Matt Righter (21) signed after his senior year at Johns Hopkins and the right-hander pitched with three different teams in his debut, with a stretch of six scoreless innings over five appearances at West Michigan highlighting his '04 debut.
Righter returned to West Michigan in 2005, where he had a solid sophomore season as a swingman, going 4-1 with a 3.14 ERA in 27 games (10 starts). Righter played basketball in college and has an average fastball with a curve and a circle changeup.
Righter did a solid job when called upon to start and he has a chance to nail down the final spot in the rotation, but could also return to the bullpen next year at Lakeland.
Like Clelland, Brian Hensen has emerged as a solid lefthander out of the bullpen. After making two appearances in the GCL, Hensen was promoted to Lakeland and did a nice job, going 1-1 with a 2.43 ERA in 20 games. He worked 29 2/3 innings and allowed 25 hits with just five walks issued and 11 strikeouts.
Hensen made a return to Lakeland in 2005 and his numbers weren't nearly as good (2-1, 3.77 ERA in 43 games). In 62 innings, he allowed 69 hits, but his control was very good, as he walked only 17 batters with 36 strikeouts. Hensen got a cup of coffee at Erie with two scoreless innings and he should start there next year.
First baseman Josh Lee (30) was selected out of McMurry University in Texas, where he was a second-team All-American as a senior for the Division III school. Despite having four years of college baseball under his belt, Lee is raw at the plate, but does offer power potential and is athletic enough to move off of first base should the need arise.
Lee hit just .228 with three homers and 10 RBI's in 114 at-bats at the GCL in his pro debut. Last year, his average got just marginally better at 239, but he hit seven homers and drove in 63 runs. If Lee is going to have success at the higher levels, his BB/K ratio must improve from the 24/116 number he had last year.
Lee has an opportunity to start at Lakeland next year, but with Jeff Larish's polished bat in the fold, Lee may return to West Michigan, should Larish start at Lakeland.
Leonardo Grullon (31) from South Florida first gained notice from the Tigers at a tryout camp at Lakeland, where his above-average speed stood out. Grullon hit .217 with three home runs and a tram-leading 20 RBI's for the GCL Tigers in his pro debut. He also stole nine bases.
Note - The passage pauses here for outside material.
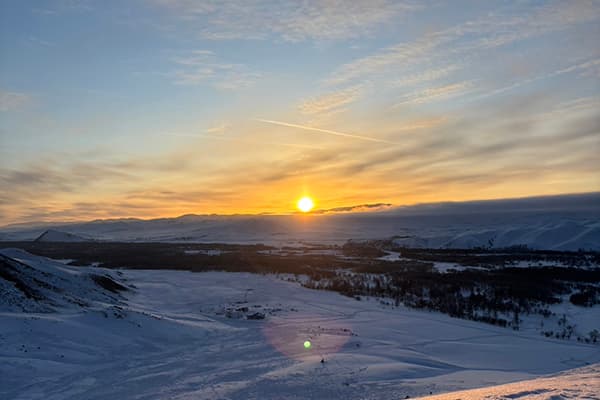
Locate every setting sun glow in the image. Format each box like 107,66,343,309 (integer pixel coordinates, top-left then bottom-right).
298,196,315,212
Grullon didn't see much playing time at Oneonta, getting just 98 at-bats, but he still he hit four homers and drove in 19 runs. The outfielder has a high ceiling, but is still very raw and remains a work-in-progress in all facets of the game.
Nate Bumstead (32) is accustomed to having success as a pitcher. He won a state championship as a prep player in Las Vegas and went 13-2 with a 206 ERA as a sophomore at the College of Southern Idaho.
After moving on to LSU, Bumstead went 21-7 in his final two years and was a big reason why the Tigers reached Omaha in both of his seasons there. After signing with Detroit, Bumstead blew away the New York-Penn League by going 3-1 with a 2.03 ERA in 11 games. In 57 2/3 innings, he allowed 47 hits, walked just 15 hitters and fanned 75.
Aggressively pushed to Lakeland in 2005, Bumstead responded with a stellar season, going 12-4 with a 2.58 ERA. He worked 160 2/3 innings and allowed 136 hits with 58 walks issued and 111 strikeouts. Bumstead doesn't throw hard, as his fastball sits resides in the mid-80's, but it has great movement and he has passed every test thrown at him. Bumstead will head to Erie next year and try to push his way into the Tigers' future plans.
The biggest surprise from the 2004 draft was that the Tigers were able land Dallas Trahern (34) away from a commitment to Oklahoma. Trahern was a lock to land with the Sooners, but when pitching coach Ray Hayward was fired, Trahern changed his mind and signed in July.
Trahern was impressive in his pro debut, posting a 0.59 ERA in the GCL and followed with a 3.58 ERA at West Michigan. Trahern led the Whitecaps in innings with 156, but allowed 158 hits and fanned just 66 batters despite owning a 90-92 fastball and a good breaking ball.
Given the quality of his stuff, Trahern shouldn't be as hittable as he was with the Whitecaps and he will need to put more hitters away as he moves up.